# Submerged species of the genus of Alternanthera



## biker (Sep 6, 2004)

This one now called A.reineckii forma Lilacina in Japan, is actually A. reineckii "Roseafolia" as an European market name of it. Some Japanese literatures use" A.sessilis var. Lilacina "for it.


----------



## biker (Sep 6, 2004)

This plant imported earlier than the former one, called A.reineckii , is an important red plant for background.


----------



## biker (Sep 6, 2004)

Only a few aquarists in Taiwan will notice this small species called A.ocipus , yet it can successfully grow submergedly in our aquariums with sufficient Co2 supply.


----------



## cS (Jan 27, 2004)

Of the Alternanthera genus, I have only had the pleasure of growing A. ocipus.

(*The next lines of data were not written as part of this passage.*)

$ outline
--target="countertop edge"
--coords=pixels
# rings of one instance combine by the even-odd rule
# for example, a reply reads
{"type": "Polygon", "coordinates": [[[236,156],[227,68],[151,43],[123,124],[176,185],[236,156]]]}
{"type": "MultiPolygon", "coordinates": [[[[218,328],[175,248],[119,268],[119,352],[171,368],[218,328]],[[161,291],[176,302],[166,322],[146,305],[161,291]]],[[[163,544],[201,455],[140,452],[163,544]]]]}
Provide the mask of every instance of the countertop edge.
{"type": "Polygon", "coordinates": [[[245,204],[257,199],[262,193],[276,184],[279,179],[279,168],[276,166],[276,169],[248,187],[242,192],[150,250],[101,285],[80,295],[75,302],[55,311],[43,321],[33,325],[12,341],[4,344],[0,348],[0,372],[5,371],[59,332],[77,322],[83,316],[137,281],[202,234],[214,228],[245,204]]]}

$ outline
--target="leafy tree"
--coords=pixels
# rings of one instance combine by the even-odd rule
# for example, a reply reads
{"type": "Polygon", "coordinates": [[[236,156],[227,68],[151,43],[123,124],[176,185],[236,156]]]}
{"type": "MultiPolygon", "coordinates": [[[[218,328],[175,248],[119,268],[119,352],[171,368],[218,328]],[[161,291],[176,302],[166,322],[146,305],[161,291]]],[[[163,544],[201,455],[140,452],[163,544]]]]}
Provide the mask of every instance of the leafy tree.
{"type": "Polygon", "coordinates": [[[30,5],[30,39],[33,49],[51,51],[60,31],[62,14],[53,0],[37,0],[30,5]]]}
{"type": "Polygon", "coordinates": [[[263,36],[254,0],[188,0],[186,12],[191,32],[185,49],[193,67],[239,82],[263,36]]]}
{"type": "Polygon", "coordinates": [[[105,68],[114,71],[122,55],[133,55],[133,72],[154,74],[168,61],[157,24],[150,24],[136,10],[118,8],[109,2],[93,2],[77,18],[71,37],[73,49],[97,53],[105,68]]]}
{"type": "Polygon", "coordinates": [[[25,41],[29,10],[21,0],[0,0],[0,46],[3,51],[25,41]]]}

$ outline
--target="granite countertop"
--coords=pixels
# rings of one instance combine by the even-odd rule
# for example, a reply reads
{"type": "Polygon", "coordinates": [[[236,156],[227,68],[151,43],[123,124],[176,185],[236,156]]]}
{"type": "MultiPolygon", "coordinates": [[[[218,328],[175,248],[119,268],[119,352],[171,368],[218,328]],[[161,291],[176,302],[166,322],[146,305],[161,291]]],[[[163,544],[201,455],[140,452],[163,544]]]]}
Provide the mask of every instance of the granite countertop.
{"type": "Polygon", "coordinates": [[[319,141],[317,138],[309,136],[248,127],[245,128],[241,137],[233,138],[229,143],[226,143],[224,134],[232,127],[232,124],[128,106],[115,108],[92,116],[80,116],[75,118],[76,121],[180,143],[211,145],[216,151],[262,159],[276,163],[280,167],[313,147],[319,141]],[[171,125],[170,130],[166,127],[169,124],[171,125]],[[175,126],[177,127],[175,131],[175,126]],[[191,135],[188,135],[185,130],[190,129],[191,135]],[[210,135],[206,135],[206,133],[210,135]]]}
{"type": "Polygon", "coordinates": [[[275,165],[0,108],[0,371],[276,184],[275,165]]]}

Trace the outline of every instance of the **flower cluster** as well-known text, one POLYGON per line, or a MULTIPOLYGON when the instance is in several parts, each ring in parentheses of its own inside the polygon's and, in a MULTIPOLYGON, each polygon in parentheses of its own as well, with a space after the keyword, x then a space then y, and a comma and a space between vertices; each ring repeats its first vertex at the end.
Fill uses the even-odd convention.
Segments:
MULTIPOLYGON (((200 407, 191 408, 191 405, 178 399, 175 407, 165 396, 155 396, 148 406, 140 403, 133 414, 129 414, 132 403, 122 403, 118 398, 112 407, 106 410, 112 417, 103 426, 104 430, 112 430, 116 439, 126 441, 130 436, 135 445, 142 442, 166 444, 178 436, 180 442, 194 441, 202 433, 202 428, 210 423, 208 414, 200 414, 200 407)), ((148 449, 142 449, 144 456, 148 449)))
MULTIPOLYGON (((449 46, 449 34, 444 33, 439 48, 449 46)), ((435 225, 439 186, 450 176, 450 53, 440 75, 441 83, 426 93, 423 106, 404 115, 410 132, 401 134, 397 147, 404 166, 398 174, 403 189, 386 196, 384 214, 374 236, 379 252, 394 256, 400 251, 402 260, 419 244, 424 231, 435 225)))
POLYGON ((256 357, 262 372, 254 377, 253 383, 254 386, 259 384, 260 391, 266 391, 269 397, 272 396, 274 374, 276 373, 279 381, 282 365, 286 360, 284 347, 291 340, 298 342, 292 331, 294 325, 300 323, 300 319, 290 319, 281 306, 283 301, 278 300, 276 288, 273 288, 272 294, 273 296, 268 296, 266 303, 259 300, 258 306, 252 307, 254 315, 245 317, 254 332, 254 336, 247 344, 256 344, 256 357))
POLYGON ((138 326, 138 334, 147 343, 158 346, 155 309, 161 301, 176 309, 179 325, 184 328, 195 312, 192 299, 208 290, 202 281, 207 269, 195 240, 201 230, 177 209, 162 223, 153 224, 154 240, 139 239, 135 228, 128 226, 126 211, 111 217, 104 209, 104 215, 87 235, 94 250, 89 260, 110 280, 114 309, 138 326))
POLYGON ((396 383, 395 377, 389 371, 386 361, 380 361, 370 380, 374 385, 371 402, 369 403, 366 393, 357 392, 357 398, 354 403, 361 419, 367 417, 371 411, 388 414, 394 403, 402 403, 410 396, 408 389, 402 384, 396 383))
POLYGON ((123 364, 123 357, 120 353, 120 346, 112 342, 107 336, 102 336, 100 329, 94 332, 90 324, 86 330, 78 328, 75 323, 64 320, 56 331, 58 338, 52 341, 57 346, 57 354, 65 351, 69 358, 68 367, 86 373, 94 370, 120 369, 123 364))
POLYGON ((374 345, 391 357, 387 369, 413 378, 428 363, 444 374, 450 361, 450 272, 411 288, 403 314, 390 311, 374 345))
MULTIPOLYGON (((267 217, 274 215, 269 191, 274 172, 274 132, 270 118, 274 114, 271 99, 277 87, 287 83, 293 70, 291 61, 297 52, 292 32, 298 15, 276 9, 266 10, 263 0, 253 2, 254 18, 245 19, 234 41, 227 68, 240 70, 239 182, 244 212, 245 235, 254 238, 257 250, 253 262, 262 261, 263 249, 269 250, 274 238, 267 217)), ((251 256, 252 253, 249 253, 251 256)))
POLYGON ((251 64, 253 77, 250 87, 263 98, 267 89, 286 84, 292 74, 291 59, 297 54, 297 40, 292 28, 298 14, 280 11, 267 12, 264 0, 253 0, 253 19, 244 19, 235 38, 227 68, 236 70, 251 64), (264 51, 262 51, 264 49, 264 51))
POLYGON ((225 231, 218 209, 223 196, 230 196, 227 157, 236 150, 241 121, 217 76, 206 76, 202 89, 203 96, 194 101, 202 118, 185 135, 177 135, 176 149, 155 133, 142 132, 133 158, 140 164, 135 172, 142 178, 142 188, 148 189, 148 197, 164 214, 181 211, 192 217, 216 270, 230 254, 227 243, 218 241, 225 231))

Biker, under what sort of conditions is this particular species being kept at? The leaves are so lanceolated (sp?)! :shock: The leaves on mine, growing under high light, are about half your leaf size (~1") and are MUCH rounder. Not only that, the leaves are about twice as succulent as yours. My specimen came from Oriental Aquarium in Singapore.

I wonder if mine is stunted...because yours is looking obviously healthy. :?


----------



## biker (Sep 6, 2004)

The species of Alternanthera are not plants strictly requiring very soft water according to my past experience, maybe a lot of aquarists will say that the water of medium KH(5 to 8) is ideal for them, yet some of them can grow very well in the soft water of 1
KH or lower, and that is the case I post here, which is contrary to what I read from some Japanese literatures. Therefore, I think the answer could be very complicated, furtheremore factors should be considered.
To make it more reddish, I use 5 fluorescence lamps of 40W to supply the light for my tank(120x50x67), and an overfertilizing DIY Co2 system to accelerate its growth. Meanwhile, one thing very important for the species of Alternanthera is that they usually stop growing when the temp is higher than 30, therefore a cooler is necessary to keep them especially in summer.


----------